Nicole Carignan (b. 1952, Plessisiville, QC) is well-known as a music educator giving workshops and lectures around the world. She has been commissioned for many works ranging from those for solo instruments through orchestral works that have had a number of performances. Contrapunto and Circulos, rombos y triangulos are two pieces in the set Quiebra which is a Spanish word meaning "rupture." Each of the pieces is concerned with the creation of a sound equivalent for certain mathematical concepts such as lines, circles, parallelograms such as the rhombus, and triangles.
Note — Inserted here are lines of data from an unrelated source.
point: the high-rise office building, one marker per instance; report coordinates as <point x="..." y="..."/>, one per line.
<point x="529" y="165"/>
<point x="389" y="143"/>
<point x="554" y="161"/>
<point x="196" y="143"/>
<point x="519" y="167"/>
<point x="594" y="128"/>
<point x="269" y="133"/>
Maya Badian (b. 1945, Bucharest, Romania) emigrated to Canada in 1987 after having established herself in Europe as a skilled composer of chamber, choral, and orchestral works. Recently her symphonic work Holocaust-In Memoriam (1989) has been performed several times in North America and Europe. Her compositional style draws on main currents of twentieth century European composition, but is strongly affected by influences of the rich, folk- music heritage of Romania and more recently that of Canada. Portrait is dedicated to her friend Delia Banc, also a new Canadian originally from Romania.
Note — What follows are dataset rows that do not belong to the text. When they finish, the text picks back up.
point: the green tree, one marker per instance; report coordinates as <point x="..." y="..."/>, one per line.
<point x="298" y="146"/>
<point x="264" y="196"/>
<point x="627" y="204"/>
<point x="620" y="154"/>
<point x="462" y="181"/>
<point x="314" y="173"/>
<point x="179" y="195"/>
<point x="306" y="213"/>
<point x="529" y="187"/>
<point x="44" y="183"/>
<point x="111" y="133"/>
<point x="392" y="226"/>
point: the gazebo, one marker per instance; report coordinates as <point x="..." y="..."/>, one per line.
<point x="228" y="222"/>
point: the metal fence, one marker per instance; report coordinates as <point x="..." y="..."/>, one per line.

Alexina Louie (b. 1949, Vancouver) of third-generation Chinese-Canadian heritage has been widely recognized for her orchestral works that explore the fields of orchestral colour and texture. In addition to incorporating eastern- influenced sounds in her compositions, she often embodies Asian reverence for nature through the selection of texts and titles such as Starstruck. Divided into the opening section, Starstruck followed by Berceuse des étoiles and Epilogue, this piano piece explores a range of delicate sonorities available from the instrument.

Elma Miller (b. 1954, Toronto) of Estonian heritage graduated from the University of Toronto but also studied in California and England. She considers fellow-Estonian composer Udo Kasemets and communications guru Marshall McLuhan to be important influences upon her music. Her expressionist style is characterized by its robust use of colour and rhythm and often has an air of humour. Voices in Stone refers to the cuneiform inscriptions carved on a sheer rock face, some 500 feet above ground level, at Behistan in Iran. The poem is attributed to King Darius 1, 521- 485 BC, but its meaning was only deciphered once again in 1835 by Henry Creswicke Rawlinson. The music mirrors the three periods: first the carving into stone, then civil war, chaos, and the twenty forgotten centuries until, finally, the moment when these ancient scripts could again be read and understood. The piece ends in an intoxicating dance of discovery.

ELAINE KEILLOR

Elaine Keillor has had her "adept well-schooled" piano playing described as "conveying a sense of magic, of enchantment in music that is rare." Beginning her public recitals at the age of two, Keillor became the youngest graduate ever in piano performance of the Royal Conservatory of Music (Toronto) with all of the theoretical exams completed at the age of ten. Her principal teachers in Canada were her mother and Reginald Bedford with further coaching from Carl Friedberg, Claudio Arrau, Harold Craxton, and Verna Jacobson. She has toured across Canada and given recitals and orchestral performances in North America and Europe as well as appearing regularly on the CBC, NBC, TVOntario, radio and television programs.

In 1976 Keillor obtained the Ph.D. in musicology from the University of Toronto and has taught at Toronto, York, Queen's, McMaster, and Carleton Universities. She is principal investigator of the Canadian Musical Heritage Society, an organization devoted to the research, editing, and publishing of Canadian music composed before 1950. Dr. Keillor has written articles on many aspects of Canadian music, and the monograph John Weinzweig: The Radical Romantic of Canada (1994). As a performer and chamber musician Keillor has given many premieres of new Canadian repertoire. Her recent recordings, praised for their "impeccable pianism," include Legend of the First Rabbit (Studea Musica 1999) and Views of the Piano Sonata (CSCD-1002). In 1999 Dr. Keillor was the inaugural recipient of the Canadian Women's Mentor Award, Arts and Culture category.